Current regulations prevent new development under the one in 100-year flood lines.

Ayres says that regulation coupled with evacuation infrastructure such as raised roads and good emergency response saved lives this week, and proved development in the valley could be done safely.

Pittock is unimpressed.

“Responsible risk management is asking yourself: What is the worst event that might occur, and how would you manage it?” he says.

“Stuart pissing around by saying, ‘Oh, we’re not developing on the floodplain because we’re not allowing new development below the one 100 year flood line’ is just awfully irresponsible.”

Eventually, he says, a one in 500-year flood will hit. When that happens, he believes, evacuees will move to those towns built historically on low hills such Penrith, Windsor and Richmond.

“As the floodwaters come up the escape routes would be cut, and you could end up with thousands of people stuck on those hills as the floodwaters rise to 20 metres.”

He believes the money slated to be spent on raising the dam wall - potentially $3 billion including environmental land offsets - would be better spent slowly buying out those people already living in the most flood-prone areas, and further development under the one in 500-year flood line banned.

Parts of the floodplain, he says, should be used for recreation and market gardens.

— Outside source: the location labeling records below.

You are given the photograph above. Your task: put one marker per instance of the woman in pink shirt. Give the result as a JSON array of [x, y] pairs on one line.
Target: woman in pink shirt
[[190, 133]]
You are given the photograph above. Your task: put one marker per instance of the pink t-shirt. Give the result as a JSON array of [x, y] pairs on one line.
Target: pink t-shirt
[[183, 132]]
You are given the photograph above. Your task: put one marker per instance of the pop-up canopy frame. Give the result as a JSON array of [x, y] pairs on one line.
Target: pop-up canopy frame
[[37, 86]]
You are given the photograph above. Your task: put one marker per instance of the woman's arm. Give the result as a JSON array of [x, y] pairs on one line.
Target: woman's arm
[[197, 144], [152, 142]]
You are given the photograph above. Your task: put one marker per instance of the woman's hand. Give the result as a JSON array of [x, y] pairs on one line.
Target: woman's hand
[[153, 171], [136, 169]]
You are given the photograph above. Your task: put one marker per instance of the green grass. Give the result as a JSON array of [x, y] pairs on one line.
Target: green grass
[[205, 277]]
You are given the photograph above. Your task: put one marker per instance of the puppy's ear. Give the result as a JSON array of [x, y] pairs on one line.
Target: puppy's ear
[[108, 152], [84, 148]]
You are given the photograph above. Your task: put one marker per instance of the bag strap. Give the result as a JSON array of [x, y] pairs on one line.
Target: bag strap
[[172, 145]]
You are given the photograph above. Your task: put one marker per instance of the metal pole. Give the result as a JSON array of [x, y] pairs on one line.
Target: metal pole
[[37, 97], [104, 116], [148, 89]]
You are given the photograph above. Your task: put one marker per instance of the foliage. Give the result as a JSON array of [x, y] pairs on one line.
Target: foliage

Nor does Pittock believe that either raising the Warragamba Dam wall, or changing regulations to allow its level to be drastically lowered before floods hit is sufficient to make the region safe.

“Obviously, if you’ve got empty air space in a dam, then that flood water that is immediately pulsing down river, and it may reduce the height of the flood water of the margins,” he says.

“That’s the most positive thing I can say about it.

“The reasons why I think it is a really stupid strategy is that the experience around the world is that when you build a big flood control dam it gives an excuse for developers and local governments and state governments to approve development on the floodplain by arguing that it’s safe.

“It is never, ever safe, and that’s because, no matter how big you build a dam, at some point there will be a catastrophic flood that overwhelms it.”

Ayres says that there is “absolutely, categorically” no way that a raised Warragamba Dam wall will have any impact on development. Its role, he says, would simply be to manage floods.

He says an extra 14 metres on the dam wall would have held around 1000 gigalitres of water, and if that water had been released later and more slowly, flood peaks down the valley would have been lower. If people really believe property should be resumed in parts of the valley they should cost such a proposal and bring it to local governments, Ayres says.

Glasser notes that budget pressure on local governments can prompt them to encourage development.

As the debate over flood and infrastructure went on John Brookes and his wife Sue were cleaning up their 200-year-old sandstone home in Windsor.

John and Sue Brookes cleaning up floating debris in the backyard of their Thompson Square home in Windsor.

John and Sue Brookes cleaning up floating debris in the backyard of their Thompson Square home in Windsor. Credit:Louise Kennerley

The lower floor had been inundated on Tuesday, but sandbags kept the sludge out and, he says, sandstone cleans-up well.

By Friday afternoon the yard had dried so well he ran the mower over it while inside he had ribbons dunked in eucalyptus oil blowing from fans to sort out the musty smell.

“We’re not going to leave the area, we love it,” he says. “We’ve been here all our lives.”

His first memory of the summer fires today is not the horror, but the sense of community drawing together.

“When the fires come you go and help out your mates who get hit, when the floods come you do the same. It is part of life around here and people know it.”

Besides, says Brookes, whose son is an environmental scientist, climate change is going to hit everyone, not just those who live in the valley.